Raporda, global ticarette artan belirsizlik ve ülkelerin değerli siyaset değişikliklerinin ekonomik ve mali görünümleri tekrar yapılandırdığına işaret edildi.
ABD’nin son devirde uygulamaya soktuğu büyük çaplı tarifelerin, öbür ülkelerin karşı tedbirlerinin ve harika seviyedeki siyaset belirsizliğinin, görünümün kötüleşmesine ve risklerin artmasına yol açtığı kaydedilen raporda, birçok ülkede dezenflasyon sürecinin duraksamış göründüğü, halihazırda zayıf olan büyüme beklentilerinin kıymetli ölçüde aşağı istikametli revize edildiği aktarıldı.

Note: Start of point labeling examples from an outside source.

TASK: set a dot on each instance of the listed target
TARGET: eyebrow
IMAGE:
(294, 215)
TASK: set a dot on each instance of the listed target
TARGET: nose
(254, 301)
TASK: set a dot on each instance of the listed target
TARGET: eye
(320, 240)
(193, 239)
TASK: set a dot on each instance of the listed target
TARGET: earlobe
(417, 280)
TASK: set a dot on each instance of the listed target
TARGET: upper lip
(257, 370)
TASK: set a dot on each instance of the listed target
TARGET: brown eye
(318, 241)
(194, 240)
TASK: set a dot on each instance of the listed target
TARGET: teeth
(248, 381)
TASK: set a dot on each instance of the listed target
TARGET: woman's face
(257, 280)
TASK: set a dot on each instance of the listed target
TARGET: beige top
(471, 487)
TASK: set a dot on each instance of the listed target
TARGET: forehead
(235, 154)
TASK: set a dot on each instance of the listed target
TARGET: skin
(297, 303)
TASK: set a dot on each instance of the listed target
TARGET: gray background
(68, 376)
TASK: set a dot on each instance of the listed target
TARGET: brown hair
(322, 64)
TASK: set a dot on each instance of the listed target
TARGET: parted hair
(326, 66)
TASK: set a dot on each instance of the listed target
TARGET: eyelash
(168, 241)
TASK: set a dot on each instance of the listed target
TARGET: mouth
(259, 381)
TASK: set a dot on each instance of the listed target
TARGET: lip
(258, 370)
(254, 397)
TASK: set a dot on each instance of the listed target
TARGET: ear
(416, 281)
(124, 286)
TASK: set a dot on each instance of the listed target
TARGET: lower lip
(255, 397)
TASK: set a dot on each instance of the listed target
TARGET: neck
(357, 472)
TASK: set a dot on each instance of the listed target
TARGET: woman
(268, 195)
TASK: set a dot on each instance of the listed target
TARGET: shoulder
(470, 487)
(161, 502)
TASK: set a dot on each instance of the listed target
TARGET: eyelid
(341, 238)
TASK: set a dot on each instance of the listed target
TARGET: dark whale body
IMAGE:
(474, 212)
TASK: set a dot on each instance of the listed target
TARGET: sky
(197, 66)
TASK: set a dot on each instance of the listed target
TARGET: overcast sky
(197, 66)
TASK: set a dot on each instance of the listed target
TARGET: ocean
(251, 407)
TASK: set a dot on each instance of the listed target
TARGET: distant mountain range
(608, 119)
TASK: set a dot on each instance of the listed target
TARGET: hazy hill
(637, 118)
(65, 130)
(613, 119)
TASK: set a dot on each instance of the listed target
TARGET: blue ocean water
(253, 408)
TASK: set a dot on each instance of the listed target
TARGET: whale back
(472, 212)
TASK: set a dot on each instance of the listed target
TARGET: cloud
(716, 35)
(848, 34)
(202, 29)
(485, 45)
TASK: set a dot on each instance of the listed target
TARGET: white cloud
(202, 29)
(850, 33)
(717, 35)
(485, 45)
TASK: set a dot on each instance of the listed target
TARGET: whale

Raporda, mali cephede birçok ülkenin halihazırda kısıtlı bütçeler ve artan kamu borcu yüküyle gayret ettiği, artan ekonomik ve politik belirsizliklerin, kilit ekonomilerde yükselen tahvil faizlerinin ve gelişmekte olan piyasalarda genişleyen risk primlerinin, bilhassa Avrupa’da artan savunma harcamaları ve zorlaşan dış yardım ortamıyla mali görünümü daha da karmaşık hale getirdiği söz edildi.
Sürekli dalgalanmaların olduğu ortamda ülkelerin öncelikle mali yapılarını sisteme koymaları gerektiği vurgulanan raporda, “Güvenilir bir orta vadeli çerçeve dahilinde kademeli bir mali ahenk, birçok ülke için borcun azaltılması, belirsizliklere karşı mali tamponların oluşturulması, öncelikli harcamaların karşılanması ve uzun vadeli büyüme beklentilerinin uygunlaştırılması açısından hayati değer taşımaktadır.” değerlendirmesinde bulunuldu.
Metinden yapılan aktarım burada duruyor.